Estou conversando com meu acusador, quando dois homens se aproximam da minha rede:
– Está dormindo, Papillon?
– Não.
– Queríamos falar com você.
– Falem. Falando baixinho, aqui não dá para ninguém ouvir.
– Bem, estamos preparando uma revolta.
– Seu plano?
– Mataremos todos os árabes, todos os guardas, todas as esposas dos guardas, com as crianças, porque são sementes de tiras. Para isso, eu, Arnaud, e meu amigo Hautin, com a ajuda de quatro homens que estão de acordo, atacaremos o depósito de armas do comandante. Estou trabalhando lá para manter as armas em bom estado. Tem 23 metralhadoras e mais de oitenta fuzis, carabinas e Lebel. A ação será feita de…
– Pare, não diga mais nada. Me nego a topar. Agradeço a confiança, mas não estou de acordo.
– A gente pensava que você acreditaria ser o chefe da revolta. Deixa eu lhe dar os detalhes que estudamos e vai ver que não tem fracasso possível. Faz cinco meses que estamos preparando o golpe. Já temos mais de cinqüenta homens de acordo.
– Não me dá nenhum nome, me nego a ser o chefe e mesmo a atuar nesse golpe.
– Por quê? Você nos deve uma explicação, depois da confiança que tivemos em lhe dizer tudo.
– Não pedi para você contar os seus projetos. Depois, só faço na vida o que quero e não o que os outros querem. Além disso não sou um assassino em série. Posso matar alguém que me fez algo de grave, mas não mulheres e crianças que não me fizeram nada. O mais grave, vocês não estão vendo e eu vou dizer a vocês: mesmo que a revolta der certo, vocês vão fracassar.
– Por quê?
– Porque a coisa principal, fugir, não é possível. Vamos admitir que cem homens sigam a revolta, como é que vão partir? Há apenas dois barcos nas ilhas. No máximo, não agüentam mais de quarenta presos, as duas. O que vão fazer com os outros sessenta?
– Nós estaremos entre os quarenta que vão partir com os barcos.

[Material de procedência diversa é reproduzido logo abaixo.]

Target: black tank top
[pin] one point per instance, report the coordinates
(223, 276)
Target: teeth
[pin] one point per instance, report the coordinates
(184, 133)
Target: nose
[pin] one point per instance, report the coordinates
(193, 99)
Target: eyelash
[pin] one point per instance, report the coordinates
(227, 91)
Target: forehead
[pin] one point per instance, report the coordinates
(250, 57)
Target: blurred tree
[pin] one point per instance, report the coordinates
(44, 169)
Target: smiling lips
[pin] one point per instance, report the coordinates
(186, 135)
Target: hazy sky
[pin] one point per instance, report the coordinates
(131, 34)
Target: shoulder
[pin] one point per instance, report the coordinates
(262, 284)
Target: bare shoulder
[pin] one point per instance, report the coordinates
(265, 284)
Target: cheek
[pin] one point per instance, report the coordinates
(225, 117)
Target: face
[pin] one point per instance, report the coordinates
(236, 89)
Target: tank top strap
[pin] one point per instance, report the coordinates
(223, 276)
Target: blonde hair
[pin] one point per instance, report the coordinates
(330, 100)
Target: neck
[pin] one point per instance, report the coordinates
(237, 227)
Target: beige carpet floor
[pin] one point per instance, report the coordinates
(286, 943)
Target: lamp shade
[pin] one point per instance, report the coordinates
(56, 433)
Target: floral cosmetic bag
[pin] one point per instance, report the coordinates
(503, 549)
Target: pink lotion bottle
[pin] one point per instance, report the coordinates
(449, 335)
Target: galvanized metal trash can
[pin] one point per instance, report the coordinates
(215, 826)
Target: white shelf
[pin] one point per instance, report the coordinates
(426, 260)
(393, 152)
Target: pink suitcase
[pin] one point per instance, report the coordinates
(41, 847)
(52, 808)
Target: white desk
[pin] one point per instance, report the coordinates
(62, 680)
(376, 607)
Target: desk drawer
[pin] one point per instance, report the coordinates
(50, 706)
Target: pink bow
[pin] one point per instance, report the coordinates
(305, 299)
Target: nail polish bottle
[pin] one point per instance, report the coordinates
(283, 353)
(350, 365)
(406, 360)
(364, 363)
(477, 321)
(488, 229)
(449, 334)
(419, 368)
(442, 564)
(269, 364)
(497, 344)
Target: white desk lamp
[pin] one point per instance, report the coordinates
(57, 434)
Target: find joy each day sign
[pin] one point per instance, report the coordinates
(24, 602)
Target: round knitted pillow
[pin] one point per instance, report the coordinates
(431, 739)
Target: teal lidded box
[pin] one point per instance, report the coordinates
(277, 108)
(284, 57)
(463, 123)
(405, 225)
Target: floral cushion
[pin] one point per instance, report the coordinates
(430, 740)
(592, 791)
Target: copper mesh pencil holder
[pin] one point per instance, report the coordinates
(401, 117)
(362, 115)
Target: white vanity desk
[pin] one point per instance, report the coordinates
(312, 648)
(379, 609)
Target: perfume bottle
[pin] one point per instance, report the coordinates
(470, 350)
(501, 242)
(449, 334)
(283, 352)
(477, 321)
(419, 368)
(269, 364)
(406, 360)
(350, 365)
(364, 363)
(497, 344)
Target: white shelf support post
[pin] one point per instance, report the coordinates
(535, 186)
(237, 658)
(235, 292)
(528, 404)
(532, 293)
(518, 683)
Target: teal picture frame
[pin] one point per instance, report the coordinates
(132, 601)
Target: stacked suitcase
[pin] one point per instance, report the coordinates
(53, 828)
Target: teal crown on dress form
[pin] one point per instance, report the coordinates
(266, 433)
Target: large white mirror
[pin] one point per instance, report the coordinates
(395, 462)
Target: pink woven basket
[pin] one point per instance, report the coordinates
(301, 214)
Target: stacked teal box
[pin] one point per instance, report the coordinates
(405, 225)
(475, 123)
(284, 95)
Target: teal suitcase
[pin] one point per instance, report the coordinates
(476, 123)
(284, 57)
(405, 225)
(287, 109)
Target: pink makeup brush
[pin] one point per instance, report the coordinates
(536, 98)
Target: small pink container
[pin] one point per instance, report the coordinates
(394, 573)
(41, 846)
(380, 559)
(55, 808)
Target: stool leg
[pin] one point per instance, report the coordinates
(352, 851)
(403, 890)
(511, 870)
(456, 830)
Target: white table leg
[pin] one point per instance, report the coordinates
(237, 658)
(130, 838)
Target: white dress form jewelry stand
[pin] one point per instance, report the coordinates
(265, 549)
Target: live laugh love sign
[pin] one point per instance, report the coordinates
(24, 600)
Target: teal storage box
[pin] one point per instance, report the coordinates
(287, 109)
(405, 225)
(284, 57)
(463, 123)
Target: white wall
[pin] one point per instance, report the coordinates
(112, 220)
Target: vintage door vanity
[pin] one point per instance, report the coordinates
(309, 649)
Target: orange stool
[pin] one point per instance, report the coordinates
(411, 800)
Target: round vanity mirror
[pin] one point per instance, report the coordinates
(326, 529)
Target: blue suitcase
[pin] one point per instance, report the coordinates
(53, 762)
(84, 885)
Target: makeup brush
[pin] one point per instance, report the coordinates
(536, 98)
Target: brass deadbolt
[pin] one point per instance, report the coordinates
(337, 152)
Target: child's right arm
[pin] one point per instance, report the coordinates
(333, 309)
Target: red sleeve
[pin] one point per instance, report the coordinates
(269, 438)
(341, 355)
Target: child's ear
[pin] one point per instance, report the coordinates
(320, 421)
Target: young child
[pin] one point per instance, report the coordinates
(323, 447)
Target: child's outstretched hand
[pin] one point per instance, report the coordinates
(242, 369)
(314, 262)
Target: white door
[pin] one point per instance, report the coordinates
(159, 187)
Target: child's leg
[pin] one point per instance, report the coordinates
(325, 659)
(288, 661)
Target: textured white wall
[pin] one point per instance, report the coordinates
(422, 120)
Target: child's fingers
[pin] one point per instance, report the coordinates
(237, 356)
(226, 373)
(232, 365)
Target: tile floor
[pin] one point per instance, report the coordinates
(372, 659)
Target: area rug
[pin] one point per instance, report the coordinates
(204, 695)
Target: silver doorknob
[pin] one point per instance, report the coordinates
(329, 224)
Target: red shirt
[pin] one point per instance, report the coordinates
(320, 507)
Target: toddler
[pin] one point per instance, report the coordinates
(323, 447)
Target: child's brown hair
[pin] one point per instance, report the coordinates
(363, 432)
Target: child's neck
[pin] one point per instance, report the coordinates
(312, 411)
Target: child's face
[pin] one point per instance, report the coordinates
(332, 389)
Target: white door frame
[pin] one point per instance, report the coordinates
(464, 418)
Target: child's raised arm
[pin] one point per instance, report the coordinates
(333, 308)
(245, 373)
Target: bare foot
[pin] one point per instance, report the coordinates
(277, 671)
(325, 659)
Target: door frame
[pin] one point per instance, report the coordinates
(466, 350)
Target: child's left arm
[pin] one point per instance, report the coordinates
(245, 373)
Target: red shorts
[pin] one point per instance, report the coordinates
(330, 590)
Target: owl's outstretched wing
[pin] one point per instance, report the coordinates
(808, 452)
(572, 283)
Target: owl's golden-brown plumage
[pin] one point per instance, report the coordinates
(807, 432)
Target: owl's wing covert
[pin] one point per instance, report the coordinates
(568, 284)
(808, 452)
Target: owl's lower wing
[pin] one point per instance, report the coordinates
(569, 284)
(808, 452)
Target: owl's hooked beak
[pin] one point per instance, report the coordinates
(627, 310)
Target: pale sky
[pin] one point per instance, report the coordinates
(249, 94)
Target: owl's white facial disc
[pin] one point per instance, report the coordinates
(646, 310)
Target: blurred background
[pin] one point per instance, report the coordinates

– È o que você está imaginando, mas os outros não são mais cretinos que vocês, estarão armados como vocês e, se eles tiverem um pouco de miolo na cabeça, depois de eliminar aqueles de que você falou, vocês vão começar a atirar uns contra os outros, para ter o direito de subir num barco. O mais importante é que, estes dois barcos, nenhum país vai querer recebê-los, os telegramas vão chegar antes de vocês em todos os países para onde poderiam ir, ainda mais com uma legião de mortos deixados atrás de vocês. Em qualquer lugar a que cheguem serão presos e devolvidos à França. Vocês sabem que voltei da Colômbia, sei muito bem o que estou dizendo. Dou a minha palavra de que, depois de um golpe desse, eles devolvem a gente de qualquer lugar.
– Bom. Então, você recusa.
– Recuso.
– É a última palavra?
– É a minha decisão irrevogável.
– Então, vamos, não temos mais nada a fazer aqui.
– Espere um pouco. Peço para vocês não falarem desse projeto com nenhum dos meus amigos.
– Por quê?
– Porque sei de antemão que eles vão recusar; então, não adianta.
– Muito bem.
– Acham que não podem abandonar este projeto?
– Sinceramente, não, Papillon.
– Não entendo o ideal de vocês, já que, muito seriamente, estou explicando que, mesmo que a revolta dê certo, vocês não vão ficar livres.
– Queremos sobretudo nos vingar. E agora que você explicou que é impossível chegar a um país que receba a gente, então entraremos no mato e organizaremos uma turma na selva.